As especificidades da mulher periférica e negra, reforçou, precisa ser enxergada pelo Estado, até porque é sobre elas principalmente que recai a subnotificação dos casos de feminicídio. “Existe uma invisibilidade do feminicídio negro, porque a subnotificação se dá em cima dos corpos das mulheres negras. O Anuário de Segurança Pública mostra isso”, afirma, citando o trecho do documento com essa denúncia: “Levanta-se a hipótese de que as autoridades policiais enquadram menos os homicídios de mulheres negras enquanto feminicídio. Ou seja, mais mulheres negras, mesmo sendo mortas pela condição de ser mulher, são incluídas na categoria de homicídio doloso e não feminicídio, o que parece acontecer menos com as mulheres brancas”.

Lucas S. Costa/Ales

Outros dados oficiais apontam que “a cada três mulheres assassinadas no Brasil, duas são negras” e que “no Espírito Santo, tivemos aumento de 46% de feminicídio em 2021 a 2022, e 85% delas são negras”, relata. “Isso diz para nós, da universidade, que existe um público que está gritando por uma política pública específica”, exclamou a professora.

Durante a audiência pública, Rosely apresentou o projeto de um aplicativo para a denúncia da violência doméstica sofrida por mulheres negras e pobres, que está em desenvolvimento com financiamento da Fundação de Amparo à Pesquisa e Inovação do Espírito Santo (Fapes) etem previsão de lançamento nacional este ano, com apoio do Ministério da Igualdade Racial.

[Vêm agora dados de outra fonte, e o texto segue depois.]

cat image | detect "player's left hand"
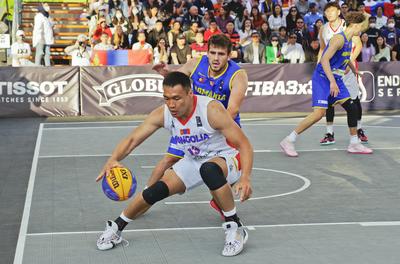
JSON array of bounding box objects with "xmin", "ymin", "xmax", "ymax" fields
[
  {"xmin": 330, "ymin": 82, "xmax": 339, "ymax": 97},
  {"xmin": 234, "ymin": 179, "xmax": 252, "ymax": 202}
]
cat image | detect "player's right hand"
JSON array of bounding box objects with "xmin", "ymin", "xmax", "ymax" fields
[
  {"xmin": 330, "ymin": 82, "xmax": 339, "ymax": 97},
  {"xmin": 96, "ymin": 159, "xmax": 124, "ymax": 182}
]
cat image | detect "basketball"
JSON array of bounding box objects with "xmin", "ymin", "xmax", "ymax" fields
[{"xmin": 102, "ymin": 167, "xmax": 137, "ymax": 201}]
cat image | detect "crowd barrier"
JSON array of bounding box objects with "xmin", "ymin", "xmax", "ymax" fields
[{"xmin": 0, "ymin": 62, "xmax": 399, "ymax": 117}]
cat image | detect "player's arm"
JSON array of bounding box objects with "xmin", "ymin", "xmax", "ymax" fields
[
  {"xmin": 96, "ymin": 106, "xmax": 164, "ymax": 181},
  {"xmin": 227, "ymin": 70, "xmax": 248, "ymax": 119},
  {"xmin": 152, "ymin": 56, "xmax": 198, "ymax": 77},
  {"xmin": 207, "ymin": 101, "xmax": 253, "ymax": 202},
  {"xmin": 351, "ymin": 36, "xmax": 362, "ymax": 62},
  {"xmin": 317, "ymin": 25, "xmax": 326, "ymax": 62},
  {"xmin": 320, "ymin": 34, "xmax": 345, "ymax": 97}
]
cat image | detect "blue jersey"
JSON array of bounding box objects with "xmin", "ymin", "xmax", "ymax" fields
[
  {"xmin": 315, "ymin": 32, "xmax": 352, "ymax": 78},
  {"xmin": 190, "ymin": 55, "xmax": 243, "ymax": 125}
]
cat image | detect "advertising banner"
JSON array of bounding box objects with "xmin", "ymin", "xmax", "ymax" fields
[
  {"xmin": 0, "ymin": 66, "xmax": 80, "ymax": 117},
  {"xmin": 80, "ymin": 66, "xmax": 165, "ymax": 116}
]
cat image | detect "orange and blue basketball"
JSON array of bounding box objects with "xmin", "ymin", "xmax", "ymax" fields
[{"xmin": 102, "ymin": 167, "xmax": 137, "ymax": 201}]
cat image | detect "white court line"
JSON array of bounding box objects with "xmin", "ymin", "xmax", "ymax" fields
[
  {"xmin": 42, "ymin": 115, "xmax": 400, "ymax": 125},
  {"xmin": 26, "ymin": 221, "xmax": 400, "ymax": 237},
  {"xmin": 43, "ymin": 125, "xmax": 137, "ymax": 130},
  {"xmin": 164, "ymin": 168, "xmax": 311, "ymax": 205},
  {"xmin": 38, "ymin": 146, "xmax": 400, "ymax": 159},
  {"xmin": 13, "ymin": 123, "xmax": 44, "ymax": 264}
]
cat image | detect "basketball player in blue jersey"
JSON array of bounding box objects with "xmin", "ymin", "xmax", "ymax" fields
[
  {"xmin": 152, "ymin": 34, "xmax": 248, "ymax": 216},
  {"xmin": 96, "ymin": 72, "xmax": 253, "ymax": 256},
  {"xmin": 280, "ymin": 12, "xmax": 373, "ymax": 157}
]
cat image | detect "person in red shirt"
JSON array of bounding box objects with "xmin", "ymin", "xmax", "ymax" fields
[
  {"xmin": 204, "ymin": 19, "xmax": 222, "ymax": 42},
  {"xmin": 190, "ymin": 31, "xmax": 208, "ymax": 58},
  {"xmin": 92, "ymin": 17, "xmax": 113, "ymax": 44}
]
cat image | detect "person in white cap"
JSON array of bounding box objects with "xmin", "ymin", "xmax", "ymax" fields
[
  {"xmin": 11, "ymin": 30, "xmax": 34, "ymax": 67},
  {"xmin": 64, "ymin": 34, "xmax": 92, "ymax": 66}
]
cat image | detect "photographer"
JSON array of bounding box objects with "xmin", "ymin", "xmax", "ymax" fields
[{"xmin": 64, "ymin": 34, "xmax": 92, "ymax": 66}]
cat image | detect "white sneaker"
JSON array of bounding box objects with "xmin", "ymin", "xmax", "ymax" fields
[
  {"xmin": 222, "ymin": 221, "xmax": 248, "ymax": 257},
  {"xmin": 280, "ymin": 137, "xmax": 298, "ymax": 157},
  {"xmin": 347, "ymin": 142, "xmax": 373, "ymax": 154},
  {"xmin": 97, "ymin": 221, "xmax": 123, "ymax": 250}
]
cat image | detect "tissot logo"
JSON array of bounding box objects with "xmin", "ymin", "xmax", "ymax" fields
[
  {"xmin": 93, "ymin": 74, "xmax": 164, "ymax": 106},
  {"xmin": 0, "ymin": 81, "xmax": 67, "ymax": 95}
]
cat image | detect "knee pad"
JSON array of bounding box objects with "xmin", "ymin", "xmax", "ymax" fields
[
  {"xmin": 353, "ymin": 97, "xmax": 362, "ymax": 120},
  {"xmin": 342, "ymin": 99, "xmax": 358, "ymax": 128},
  {"xmin": 142, "ymin": 181, "xmax": 169, "ymax": 205},
  {"xmin": 200, "ymin": 162, "xmax": 227, "ymax": 191},
  {"xmin": 326, "ymin": 104, "xmax": 335, "ymax": 122}
]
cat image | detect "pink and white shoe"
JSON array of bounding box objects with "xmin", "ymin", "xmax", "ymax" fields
[
  {"xmin": 347, "ymin": 143, "xmax": 373, "ymax": 154},
  {"xmin": 280, "ymin": 137, "xmax": 298, "ymax": 157}
]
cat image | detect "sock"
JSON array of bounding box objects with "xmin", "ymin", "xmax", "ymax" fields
[
  {"xmin": 350, "ymin": 135, "xmax": 359, "ymax": 144},
  {"xmin": 357, "ymin": 121, "xmax": 362, "ymax": 130},
  {"xmin": 326, "ymin": 125, "xmax": 333, "ymax": 135},
  {"xmin": 223, "ymin": 207, "xmax": 242, "ymax": 227},
  {"xmin": 287, "ymin": 131, "xmax": 298, "ymax": 142},
  {"xmin": 114, "ymin": 212, "xmax": 132, "ymax": 231}
]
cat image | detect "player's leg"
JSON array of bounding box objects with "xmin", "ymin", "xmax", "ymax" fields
[
  {"xmin": 354, "ymin": 97, "xmax": 368, "ymax": 143},
  {"xmin": 200, "ymin": 156, "xmax": 248, "ymax": 256},
  {"xmin": 321, "ymin": 104, "xmax": 336, "ymax": 145},
  {"xmin": 146, "ymin": 154, "xmax": 181, "ymax": 187},
  {"xmin": 97, "ymin": 168, "xmax": 186, "ymax": 250},
  {"xmin": 281, "ymin": 72, "xmax": 329, "ymax": 157},
  {"xmin": 335, "ymin": 79, "xmax": 372, "ymax": 154}
]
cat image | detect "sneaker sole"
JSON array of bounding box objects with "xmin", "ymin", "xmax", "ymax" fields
[
  {"xmin": 279, "ymin": 143, "xmax": 298, "ymax": 157},
  {"xmin": 320, "ymin": 141, "xmax": 335, "ymax": 145},
  {"xmin": 347, "ymin": 151, "xmax": 373, "ymax": 154},
  {"xmin": 222, "ymin": 229, "xmax": 249, "ymax": 257}
]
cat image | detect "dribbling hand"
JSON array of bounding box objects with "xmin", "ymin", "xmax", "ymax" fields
[{"xmin": 96, "ymin": 159, "xmax": 124, "ymax": 182}]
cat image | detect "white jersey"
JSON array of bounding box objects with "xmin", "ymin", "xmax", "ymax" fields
[
  {"xmin": 321, "ymin": 19, "xmax": 346, "ymax": 46},
  {"xmin": 11, "ymin": 42, "xmax": 32, "ymax": 67},
  {"xmin": 164, "ymin": 95, "xmax": 236, "ymax": 161}
]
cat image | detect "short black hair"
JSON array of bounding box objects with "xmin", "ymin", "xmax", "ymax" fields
[
  {"xmin": 163, "ymin": 72, "xmax": 191, "ymax": 93},
  {"xmin": 324, "ymin": 2, "xmax": 340, "ymax": 11}
]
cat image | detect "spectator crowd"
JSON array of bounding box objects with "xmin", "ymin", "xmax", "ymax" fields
[{"xmin": 11, "ymin": 0, "xmax": 400, "ymax": 66}]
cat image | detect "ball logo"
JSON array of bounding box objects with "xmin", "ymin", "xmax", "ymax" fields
[
  {"xmin": 93, "ymin": 74, "xmax": 164, "ymax": 106},
  {"xmin": 109, "ymin": 171, "xmax": 120, "ymax": 189},
  {"xmin": 120, "ymin": 169, "xmax": 129, "ymax": 180}
]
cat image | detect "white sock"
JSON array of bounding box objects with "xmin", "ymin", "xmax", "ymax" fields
[
  {"xmin": 287, "ymin": 131, "xmax": 298, "ymax": 142},
  {"xmin": 326, "ymin": 125, "xmax": 333, "ymax": 134},
  {"xmin": 357, "ymin": 121, "xmax": 362, "ymax": 130},
  {"xmin": 120, "ymin": 212, "xmax": 133, "ymax": 223},
  {"xmin": 222, "ymin": 207, "xmax": 237, "ymax": 218},
  {"xmin": 350, "ymin": 135, "xmax": 359, "ymax": 144}
]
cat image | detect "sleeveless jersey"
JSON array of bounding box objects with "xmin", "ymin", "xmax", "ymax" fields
[
  {"xmin": 164, "ymin": 95, "xmax": 236, "ymax": 160},
  {"xmin": 321, "ymin": 19, "xmax": 346, "ymax": 46},
  {"xmin": 316, "ymin": 32, "xmax": 352, "ymax": 78},
  {"xmin": 190, "ymin": 55, "xmax": 243, "ymax": 125}
]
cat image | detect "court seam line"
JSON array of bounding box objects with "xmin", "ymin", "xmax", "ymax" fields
[
  {"xmin": 41, "ymin": 115, "xmax": 400, "ymax": 125},
  {"xmin": 37, "ymin": 146, "xmax": 400, "ymax": 159},
  {"xmin": 13, "ymin": 123, "xmax": 44, "ymax": 264},
  {"xmin": 25, "ymin": 221, "xmax": 400, "ymax": 236},
  {"xmin": 41, "ymin": 124, "xmax": 400, "ymax": 130}
]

“O aplicativo vai ser fundamental para fazer a denúncia, mas dificilmente vai conseguir fazer com que a polícia chegue a tempo para salvar as mulheres se não houver investimento nas DEAMs. É preciso pensar em política de segurança pública efetiva para salvar a vida das mulheres. É urgente usar a verba do Ministério da Justiça para salvar vidas ao invés de comprar fuzis”, explanou. “As delegacias precisam de atendimento presencial e humanizado e formação contra o racismo e a misoginia institucional”, conclamou.

O teleflagrante

Conforme noticiado pela PCES, desde o dia nove de maio último, as ocorrências entregues no Plantão Especializado da Mulher (PEM) passaram a ser processadas na Central de Teleflagrante da PCES. “A mudança acompanha o processo de otimização de recursos e redistribuição de efetivo policial, iniciado em 2021”, afirma.

Divulgação/PCES

“Com a integração da unidade ao Teleflagrante, as ocorrências de violências doméstica e familiar registradas na Região Metropolitana da Grande Vitória continuarão sendo entregues na Delegacia do PEM, localizada na Ilha de Santa Maria, em Vitória. Policiais militares, guardas municipais ou outros agentes de segurança deverão se dirigir à Delegacia, conduzindo as partes envolvidas, como sempre ocorreu”, explica.

“Na Central de Teleflagrante da PCES, um delegado e um escrivão farão o atendimento remotamente, ouvindo os conduzidos por meio de videochamada e adotando as providências cabíveis. Caso haja autuação em flagrante, o detido permanecerá no PEM, aguardando a transferência para a unidade prisional, conforme já ocorre atualmente”, acrescenta a PCES, informando ainda que “com a entrada do PEM, a Central de Teleflagrante passa a reunir todas as Delegacias de Polícia Civil que funcionam em regime de plantão 24 horas”.